Cuando Marx quiso dedicarle El capital a Darwin, este declinó cortésmente el honor. No obstante, en su obra posterior El origen del hombre (1871) —que completó su hipótesis evolucionista— sostuvo que «las facultades morales del hombre» no eran innatas, sino que habrían sido adquiridas a partir de «cualidades sociales», lo que facilitaba el triunfo del relativismo colectivista y el ambientalismo. El caso es que el éxito del evolucionismo y su idea central de la adaptación al medio confirmaron la creencia social, sugerida por Rousseau, Saint-Simon, Comte, Marx, etc., en la sinonimia o equivalencia de los términos moral y social, de la que se hicieron eco Durkheim y muchos científicos y literatos. Triunfó y se impuso el polilogismo que de la mano de Compte afirmaba que lo único absoluto es que todo es relativo. La lógica del devenir, relativiza todo, independizando la moral de la religión, que tiene un pie en lo sobrenatural y es inmutable. Si la evolución depende del ambiente quedaba demostrado científicamente que las condiciones histórico-sociales determinan la actividad de la mente y por supuesto, la del alma, si se quisiera admitir su existencia. La teoría física de la relatividad en su versión vulgar reforzó posteriormente el polilogismo.
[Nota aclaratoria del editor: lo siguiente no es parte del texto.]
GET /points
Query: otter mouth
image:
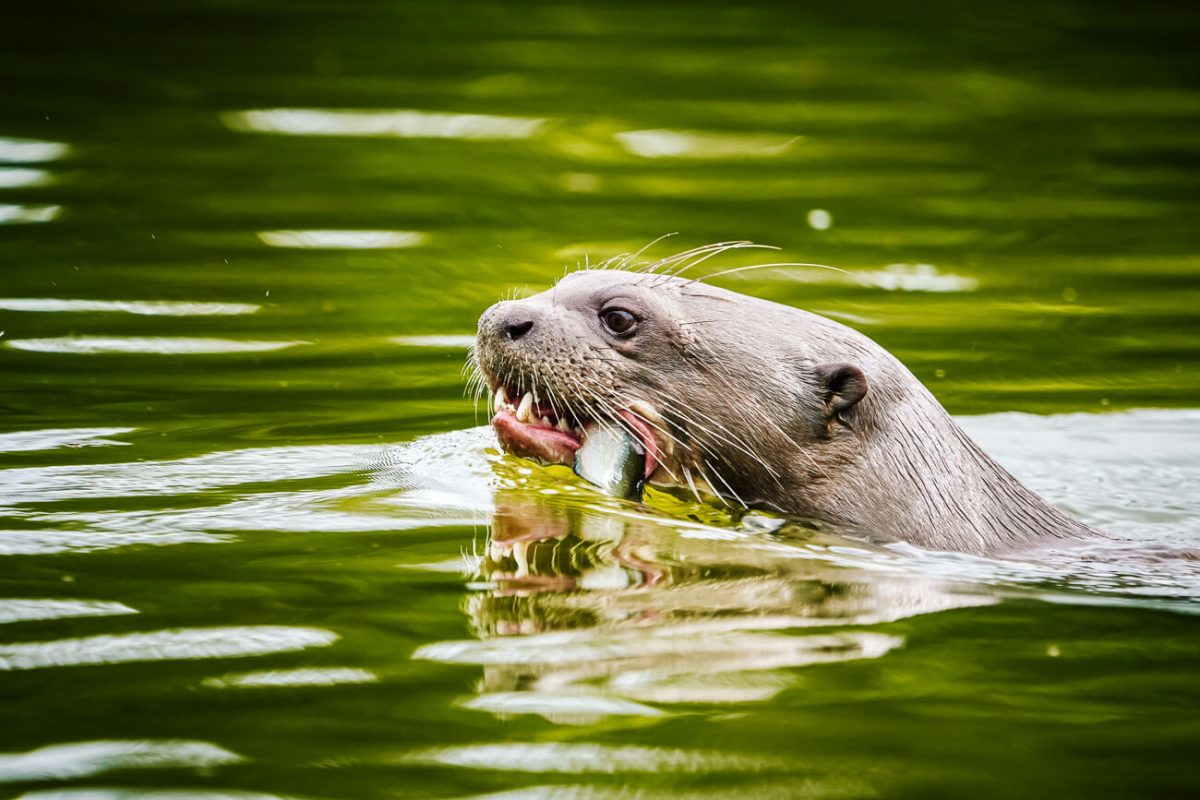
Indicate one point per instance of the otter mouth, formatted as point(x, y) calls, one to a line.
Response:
point(531, 427)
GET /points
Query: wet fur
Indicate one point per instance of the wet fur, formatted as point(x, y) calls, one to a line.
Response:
point(749, 416)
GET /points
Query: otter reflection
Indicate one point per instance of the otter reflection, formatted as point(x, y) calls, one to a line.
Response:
point(587, 612)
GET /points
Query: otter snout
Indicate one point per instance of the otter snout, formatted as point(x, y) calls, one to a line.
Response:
point(509, 322)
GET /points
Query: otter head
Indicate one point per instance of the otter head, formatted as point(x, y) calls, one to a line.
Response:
point(727, 394)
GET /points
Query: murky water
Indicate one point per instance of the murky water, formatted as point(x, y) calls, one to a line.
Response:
point(253, 542)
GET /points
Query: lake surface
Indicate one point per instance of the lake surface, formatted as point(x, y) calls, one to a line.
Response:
point(255, 541)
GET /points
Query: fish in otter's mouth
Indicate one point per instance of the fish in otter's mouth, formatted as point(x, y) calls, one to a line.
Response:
point(534, 428)
point(748, 402)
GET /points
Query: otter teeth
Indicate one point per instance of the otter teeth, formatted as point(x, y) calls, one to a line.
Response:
point(523, 410)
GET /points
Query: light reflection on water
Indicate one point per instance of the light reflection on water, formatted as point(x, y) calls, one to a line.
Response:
point(1014, 212)
point(406, 124)
point(87, 758)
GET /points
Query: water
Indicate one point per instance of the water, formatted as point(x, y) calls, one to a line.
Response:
point(253, 543)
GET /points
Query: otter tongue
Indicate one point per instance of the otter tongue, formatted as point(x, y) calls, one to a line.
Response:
point(612, 458)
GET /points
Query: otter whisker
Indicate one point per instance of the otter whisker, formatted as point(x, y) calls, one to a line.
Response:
point(687, 259)
point(720, 477)
point(690, 253)
point(691, 483)
point(705, 258)
point(761, 266)
point(646, 247)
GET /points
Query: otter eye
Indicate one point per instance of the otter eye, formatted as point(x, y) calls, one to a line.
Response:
point(618, 320)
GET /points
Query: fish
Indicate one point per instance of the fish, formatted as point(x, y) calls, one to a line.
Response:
point(613, 459)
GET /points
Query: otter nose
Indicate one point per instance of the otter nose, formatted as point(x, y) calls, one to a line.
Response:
point(514, 330)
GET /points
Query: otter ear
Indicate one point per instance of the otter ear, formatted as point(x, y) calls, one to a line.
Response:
point(843, 386)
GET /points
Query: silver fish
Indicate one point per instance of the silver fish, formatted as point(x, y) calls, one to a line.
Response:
point(613, 459)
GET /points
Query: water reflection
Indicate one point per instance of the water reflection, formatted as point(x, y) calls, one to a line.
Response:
point(85, 758)
point(25, 611)
point(162, 645)
point(588, 614)
point(705, 144)
point(53, 438)
point(142, 307)
point(293, 678)
point(21, 178)
point(407, 124)
point(19, 214)
point(144, 346)
point(30, 151)
point(343, 239)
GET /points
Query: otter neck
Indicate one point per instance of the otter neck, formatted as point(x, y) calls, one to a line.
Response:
point(933, 486)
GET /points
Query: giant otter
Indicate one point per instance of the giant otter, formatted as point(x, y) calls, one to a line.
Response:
point(754, 402)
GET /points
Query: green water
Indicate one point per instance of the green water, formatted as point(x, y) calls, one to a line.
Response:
point(251, 545)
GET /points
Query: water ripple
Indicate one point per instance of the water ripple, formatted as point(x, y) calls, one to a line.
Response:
point(580, 758)
point(406, 124)
point(144, 344)
point(85, 758)
point(54, 438)
point(30, 151)
point(143, 307)
point(162, 645)
point(343, 239)
point(24, 611)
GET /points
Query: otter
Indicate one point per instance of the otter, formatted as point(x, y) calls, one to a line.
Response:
point(753, 403)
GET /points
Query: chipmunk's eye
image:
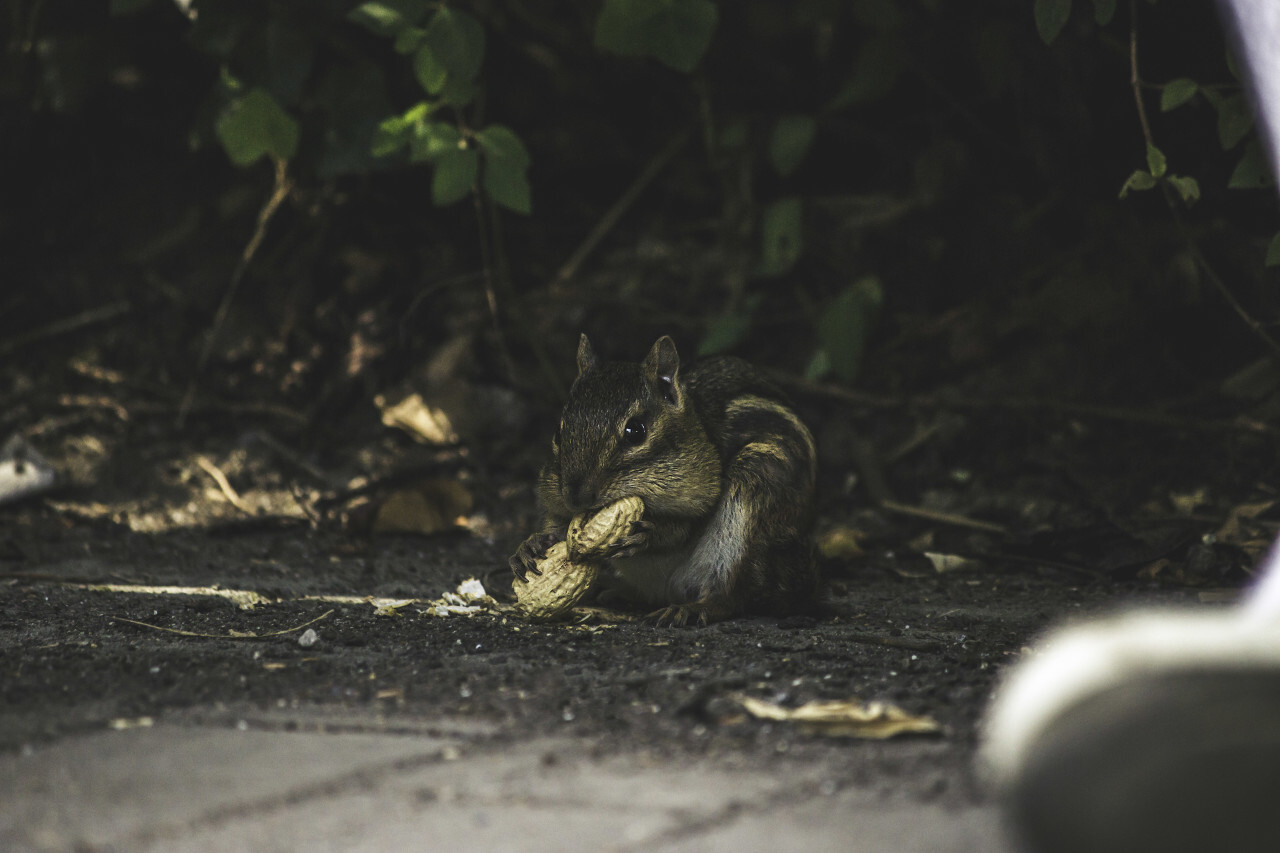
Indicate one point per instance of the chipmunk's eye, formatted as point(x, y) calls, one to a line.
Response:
point(635, 430)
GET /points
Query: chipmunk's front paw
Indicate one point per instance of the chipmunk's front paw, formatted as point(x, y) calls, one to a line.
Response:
point(696, 614)
point(530, 551)
point(636, 539)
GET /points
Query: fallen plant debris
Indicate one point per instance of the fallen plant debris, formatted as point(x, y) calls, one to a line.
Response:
point(842, 719)
point(228, 635)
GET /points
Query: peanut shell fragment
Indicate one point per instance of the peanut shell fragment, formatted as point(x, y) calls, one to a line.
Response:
point(563, 579)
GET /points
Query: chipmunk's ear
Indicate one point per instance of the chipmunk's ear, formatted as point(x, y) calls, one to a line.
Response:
point(586, 360)
point(662, 369)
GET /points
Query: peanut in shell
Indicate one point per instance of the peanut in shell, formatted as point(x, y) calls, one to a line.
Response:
point(563, 580)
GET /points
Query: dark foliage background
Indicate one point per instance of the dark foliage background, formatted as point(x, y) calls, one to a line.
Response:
point(960, 224)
Se puso el acento en la selección de las especies, ley complementaria a la de la evolución. La lucha por la vida dio origen al darwinismo social, apareciendo numerosas teorías sobre el conflicto inspirada en la lucha de razas. En buena parte, solían apoyarse o descansar en la eugenesia como fórmula mágica para solucionar el “eterno” conflicto. El nacionalsocialismo sería posteriormente la primera gran respuesta ideológica y práctica concreta.
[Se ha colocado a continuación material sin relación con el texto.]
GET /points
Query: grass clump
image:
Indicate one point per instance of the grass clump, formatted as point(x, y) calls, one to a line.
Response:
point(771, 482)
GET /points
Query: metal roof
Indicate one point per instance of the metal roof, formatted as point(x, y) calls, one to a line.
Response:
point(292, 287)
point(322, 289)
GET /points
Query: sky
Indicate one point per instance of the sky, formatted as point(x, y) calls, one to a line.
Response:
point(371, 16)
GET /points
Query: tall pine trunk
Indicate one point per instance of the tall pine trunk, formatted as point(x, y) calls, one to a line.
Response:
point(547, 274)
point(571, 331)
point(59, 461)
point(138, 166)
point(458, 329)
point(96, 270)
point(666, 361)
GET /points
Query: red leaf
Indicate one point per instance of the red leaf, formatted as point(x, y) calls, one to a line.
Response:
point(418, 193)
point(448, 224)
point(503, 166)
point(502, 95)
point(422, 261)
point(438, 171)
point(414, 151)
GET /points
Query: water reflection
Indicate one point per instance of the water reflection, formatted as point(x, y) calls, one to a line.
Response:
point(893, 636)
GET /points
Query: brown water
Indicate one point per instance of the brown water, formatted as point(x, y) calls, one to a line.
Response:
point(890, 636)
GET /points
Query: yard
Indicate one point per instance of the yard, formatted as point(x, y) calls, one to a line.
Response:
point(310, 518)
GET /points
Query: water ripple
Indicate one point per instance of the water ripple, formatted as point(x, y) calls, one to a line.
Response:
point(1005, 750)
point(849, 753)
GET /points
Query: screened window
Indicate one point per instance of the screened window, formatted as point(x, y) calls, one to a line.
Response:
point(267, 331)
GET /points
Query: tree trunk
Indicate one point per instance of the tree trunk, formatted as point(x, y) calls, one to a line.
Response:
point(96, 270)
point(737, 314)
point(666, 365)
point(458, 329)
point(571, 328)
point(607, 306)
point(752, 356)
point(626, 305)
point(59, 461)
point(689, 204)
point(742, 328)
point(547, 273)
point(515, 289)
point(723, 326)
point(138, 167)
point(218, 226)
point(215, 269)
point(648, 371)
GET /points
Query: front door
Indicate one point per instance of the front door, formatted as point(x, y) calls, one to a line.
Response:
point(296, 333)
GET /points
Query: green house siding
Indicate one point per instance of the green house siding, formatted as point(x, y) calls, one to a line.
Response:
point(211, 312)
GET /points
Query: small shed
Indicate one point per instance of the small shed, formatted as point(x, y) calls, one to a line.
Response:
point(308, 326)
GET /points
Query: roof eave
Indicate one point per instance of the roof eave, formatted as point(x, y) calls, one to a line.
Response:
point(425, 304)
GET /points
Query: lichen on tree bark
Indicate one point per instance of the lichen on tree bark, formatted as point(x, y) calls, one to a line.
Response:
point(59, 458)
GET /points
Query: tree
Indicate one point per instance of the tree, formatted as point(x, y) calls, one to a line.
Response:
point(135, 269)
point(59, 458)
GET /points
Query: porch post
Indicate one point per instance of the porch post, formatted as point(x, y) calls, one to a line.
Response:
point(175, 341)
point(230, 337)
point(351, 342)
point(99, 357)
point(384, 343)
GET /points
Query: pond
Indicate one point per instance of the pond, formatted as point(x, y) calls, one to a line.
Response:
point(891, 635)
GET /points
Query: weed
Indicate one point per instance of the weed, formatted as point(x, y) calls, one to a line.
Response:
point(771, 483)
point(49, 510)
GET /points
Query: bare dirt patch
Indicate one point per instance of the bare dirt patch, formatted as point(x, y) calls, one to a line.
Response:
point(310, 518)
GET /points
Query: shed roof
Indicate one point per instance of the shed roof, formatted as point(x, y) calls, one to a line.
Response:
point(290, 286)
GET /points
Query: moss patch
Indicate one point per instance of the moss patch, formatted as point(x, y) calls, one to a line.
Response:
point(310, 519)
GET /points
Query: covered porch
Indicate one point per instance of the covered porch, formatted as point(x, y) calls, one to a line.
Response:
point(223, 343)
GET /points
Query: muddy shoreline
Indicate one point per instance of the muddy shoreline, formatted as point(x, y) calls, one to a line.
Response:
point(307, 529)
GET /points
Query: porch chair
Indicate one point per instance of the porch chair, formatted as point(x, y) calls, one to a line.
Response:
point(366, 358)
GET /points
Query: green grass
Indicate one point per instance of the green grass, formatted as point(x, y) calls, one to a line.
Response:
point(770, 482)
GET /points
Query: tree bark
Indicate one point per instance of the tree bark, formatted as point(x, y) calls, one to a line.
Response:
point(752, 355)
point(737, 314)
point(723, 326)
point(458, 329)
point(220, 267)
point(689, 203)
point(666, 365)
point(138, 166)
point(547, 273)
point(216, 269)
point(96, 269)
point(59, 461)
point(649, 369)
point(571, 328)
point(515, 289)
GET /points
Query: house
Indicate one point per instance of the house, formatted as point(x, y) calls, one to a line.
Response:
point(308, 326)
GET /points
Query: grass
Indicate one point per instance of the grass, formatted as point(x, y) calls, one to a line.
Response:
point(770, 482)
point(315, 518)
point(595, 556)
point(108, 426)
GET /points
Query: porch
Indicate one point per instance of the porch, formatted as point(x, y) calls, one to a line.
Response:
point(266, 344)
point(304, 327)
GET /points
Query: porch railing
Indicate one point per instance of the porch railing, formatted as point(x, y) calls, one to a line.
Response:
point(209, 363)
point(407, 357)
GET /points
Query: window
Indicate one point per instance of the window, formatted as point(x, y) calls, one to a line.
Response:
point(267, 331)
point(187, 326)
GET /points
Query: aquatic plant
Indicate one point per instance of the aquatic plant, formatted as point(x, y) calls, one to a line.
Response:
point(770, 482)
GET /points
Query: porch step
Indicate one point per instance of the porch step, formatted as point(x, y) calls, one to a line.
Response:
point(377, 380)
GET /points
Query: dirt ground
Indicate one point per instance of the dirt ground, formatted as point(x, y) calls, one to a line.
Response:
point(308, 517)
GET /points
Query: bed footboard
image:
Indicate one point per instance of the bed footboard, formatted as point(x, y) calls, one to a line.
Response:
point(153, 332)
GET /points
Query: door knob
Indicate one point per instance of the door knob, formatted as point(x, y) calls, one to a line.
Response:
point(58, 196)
La selección de las especies del darwinismo social actuó de intermediario en la evolución del modo de pensamiento ideológico mecanicista al biologicista, de las ideologías a las bioideologías. El hombre nuevo de las bioideologías es un imaginario hombre natural según lo que su punto de vista particular vea como su esencia. Su óptica utópica es obviamente la del modo de pensamiento ideológico.

La biopolítica

El evolucionismo confirmaba los tópicos del siglo XIX. Por una parte, el carácter progresista del desarrollo social, y, por otra, la selección de las especies interpretada por el darwinismo social. Es decir, tanto el dogma socialista de la lucha de clases como el particularismo del nacionalismo burgués que emergieron en las revoluciones de 1848. No obstante, por inercia histórica, las ideologías siguieron siendo mecanicistas y el modo de pensamiento ideológico sólo empezó a girar hacia el biologismo en el primer tercio del siglo XX, pese al imprevisto triunfo del marxismo en Rusia. En ello fueron determinantes las ideas sobre la «eugenesia» y, por supuesto, la difusa esperanza heredada del siglo anterior en un hombre nuevo capaz de superar las deficiencias de la raza humana para acabar con el conflicto social. Ni siquiera Nietzsche se había librado de la fascinación del darwinismo social —el hombre es «la especie cuyo tipo no está todavía establecido»—, si bien su super-hombre tiene otras connotaciones.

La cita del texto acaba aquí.